Intelligent LLM routing for LiveKit voice agents
Project description
ai-switchboard
Intelligent LLM routing for LiveKit voice agents.
Route conversations between N named models based on topics, heuristic signals, and custom rules. Simple turns stay on the fast model for low latency; complex, friction-heavy, or topic-sensitive turns escalate to higher-tier models automatically.
The Switchboard is a drop-in llm.LLM replacement — no extra wiring needed.
Installation
pip install livekit-ai-switchboard
Requires Python 3.10+ and
livekit-agents >= 1.0
Quick Start
from ai_switchboard import Switchboard, SwitchboardConfig
from livekit.agents.pipeline import VoicePipelineAgent
from livekit.plugins import groq, openai
switchboard = Switchboard(
models={
"fast": groq.LLM(model="llama-3.3-70b-versatile"),
"smart": openai.LLM(model="gpt-4o"),
},
config=SwitchboardConfig(
model_topics={"smart": ["pricing", "billing"]},
),
)
agent = VoicePipelineAgent(llm=switchboard, ...)
That's it — "pricing" and "billing" messages route to the smart model, everything else stays fast.
Three Layers of Routing
Use as few or as many as you need. Each layer is additive.
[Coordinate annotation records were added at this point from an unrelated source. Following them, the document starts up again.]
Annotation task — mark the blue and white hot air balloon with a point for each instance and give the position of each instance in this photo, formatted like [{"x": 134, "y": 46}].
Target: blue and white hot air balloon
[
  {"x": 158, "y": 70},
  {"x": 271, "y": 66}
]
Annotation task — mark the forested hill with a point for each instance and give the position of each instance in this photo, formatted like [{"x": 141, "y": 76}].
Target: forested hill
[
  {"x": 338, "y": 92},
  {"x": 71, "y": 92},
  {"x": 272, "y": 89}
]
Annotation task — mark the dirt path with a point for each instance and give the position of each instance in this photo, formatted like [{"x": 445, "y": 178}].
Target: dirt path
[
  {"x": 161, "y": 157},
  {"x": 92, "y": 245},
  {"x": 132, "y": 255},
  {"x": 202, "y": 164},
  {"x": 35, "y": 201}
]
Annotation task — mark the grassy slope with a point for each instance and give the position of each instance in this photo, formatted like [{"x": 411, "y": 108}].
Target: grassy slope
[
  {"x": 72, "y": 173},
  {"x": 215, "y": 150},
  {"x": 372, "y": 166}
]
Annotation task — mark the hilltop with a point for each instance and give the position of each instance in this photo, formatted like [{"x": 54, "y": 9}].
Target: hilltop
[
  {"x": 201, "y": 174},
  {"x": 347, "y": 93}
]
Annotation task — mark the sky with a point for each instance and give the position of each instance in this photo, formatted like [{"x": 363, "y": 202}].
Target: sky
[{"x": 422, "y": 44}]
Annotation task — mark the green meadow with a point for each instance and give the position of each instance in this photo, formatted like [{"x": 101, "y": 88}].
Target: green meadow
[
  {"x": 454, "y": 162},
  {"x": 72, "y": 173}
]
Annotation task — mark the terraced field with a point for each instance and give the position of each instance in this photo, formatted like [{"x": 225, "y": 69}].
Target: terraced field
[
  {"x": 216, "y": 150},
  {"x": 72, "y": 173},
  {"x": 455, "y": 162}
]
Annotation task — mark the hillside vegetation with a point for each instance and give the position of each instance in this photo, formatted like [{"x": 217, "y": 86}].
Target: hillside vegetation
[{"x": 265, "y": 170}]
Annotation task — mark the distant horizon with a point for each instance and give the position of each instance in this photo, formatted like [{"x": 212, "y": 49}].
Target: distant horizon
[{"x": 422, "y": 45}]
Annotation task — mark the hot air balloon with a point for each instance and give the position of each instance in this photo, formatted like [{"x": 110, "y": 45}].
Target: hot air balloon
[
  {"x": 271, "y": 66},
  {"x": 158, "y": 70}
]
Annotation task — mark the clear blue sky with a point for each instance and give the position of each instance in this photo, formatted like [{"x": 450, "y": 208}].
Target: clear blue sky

1. Topics — config only, zero code
Map keywords to models. Any message containing a keyword routes to that model.
Switchboard(
models={"fast": fast_llm, "standard": std_llm, "premium": premium_llm},
config=SwitchboardConfig(
model_topics={
"premium": ["pricing", "billing", "legal"],
"standard": ["complaint", "support"],
},
),
)
2. Heuristic Escalation — config only
Auto-escalate when the conversation gets complex, frustrated, or heated. The Switchboard scores each turn using built-in signal detectors and escalates when the score exceeds your threshold.
SwitchboardConfig(
escalation_model="premium",
escalation_threshold=0.6,
)
3. Rules — opt-in, full control
Lambda conditions for custom logic — VIP routing, time-of-day, metadata checks, etc. Rules take highest priority and bypass cooldown.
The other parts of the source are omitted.